TL;DR
- Recast your task as testing an implementation of an API.
- As the algorithm is expressed in terms of concepts (hypothesis, translation option) that are themselves quite complicated, program it bottom-up by first developing (using TDD) classes that encapsulate those concepts.
- As the algorithm is not language specific, but abstracts language specific operations (all translation options, if applicable), encapsulate the language specific parts in a separate object, use dependency injection for that object, and test using simple fake implementations of that object.
- Use your knowledge of the algorithm to suggest good test cases.
Test the API
By focusing on the implementation (the algorithm), you are making a mistake. Instead, first imagine you had a magic class which did the job that the algorithm performs. What would its API be? What would its inputs be, what would its outputs be?
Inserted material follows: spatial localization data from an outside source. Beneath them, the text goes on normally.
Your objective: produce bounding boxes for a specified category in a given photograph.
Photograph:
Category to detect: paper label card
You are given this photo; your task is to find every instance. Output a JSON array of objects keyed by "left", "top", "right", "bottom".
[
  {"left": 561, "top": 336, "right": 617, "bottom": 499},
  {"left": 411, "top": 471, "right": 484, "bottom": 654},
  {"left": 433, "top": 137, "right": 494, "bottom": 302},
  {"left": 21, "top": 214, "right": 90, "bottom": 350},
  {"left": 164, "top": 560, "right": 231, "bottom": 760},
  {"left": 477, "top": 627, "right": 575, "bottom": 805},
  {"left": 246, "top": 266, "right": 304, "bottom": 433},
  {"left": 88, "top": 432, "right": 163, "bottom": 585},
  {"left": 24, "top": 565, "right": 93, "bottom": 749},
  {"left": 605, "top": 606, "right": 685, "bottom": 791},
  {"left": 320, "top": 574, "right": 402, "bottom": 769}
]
And what would the required connections between the inputs and outputs be. You want to encapsulate your algorithm in this class, and recast your problem as generating this class.
In this case, its seems the input is a sentence that has been tokenized (split into words), and the output is a tokenized sentence , which has been translated into a different language. So I guess the API is something like this:
interface Translator {
/**
* Translate a tokenized sentence from one language to another.
*
* @param original
* The sentence to translate, split into words,
* in the language of the {@linkplain #getTranslatesFrom() locale this
* translates from}.
* @return The translated sentence, split into words,
* in the language of the {@linkplain #getTranslatesTo() locale this
* translates to}. Not null; containing no null or empty elements.
* An empty list indicates that the translator was unable to translate the
* given sentence.
*
* @throws NullPointerException
* If {@code original} is null, or contains a null element.
* @throws IllegalArgumentException
* If {@code original} is empty or has any empty elements.
*/
public List<String> translate(List<String> original);
public Locale getTranslatesFrom();
public Locale getTranslatesTo();
}
That is, an example of the Strategy design pattern. So your task becomes, not "how do I use TDD to implement this algorithm" but rather "how do I use TDD to implement a particular case of teh Strategy design pattern".
Next you need to think up a sequence of test cases, from easiest to hardest, that use this API. That is, a set of original sentence values to pass to the translate
method. For each of those inputs, you must give a set of constraints on the output. The translation must satisfy those constraints. Note that you already have some constraints on the output:
Not null; not empty; containing no null or empty elements.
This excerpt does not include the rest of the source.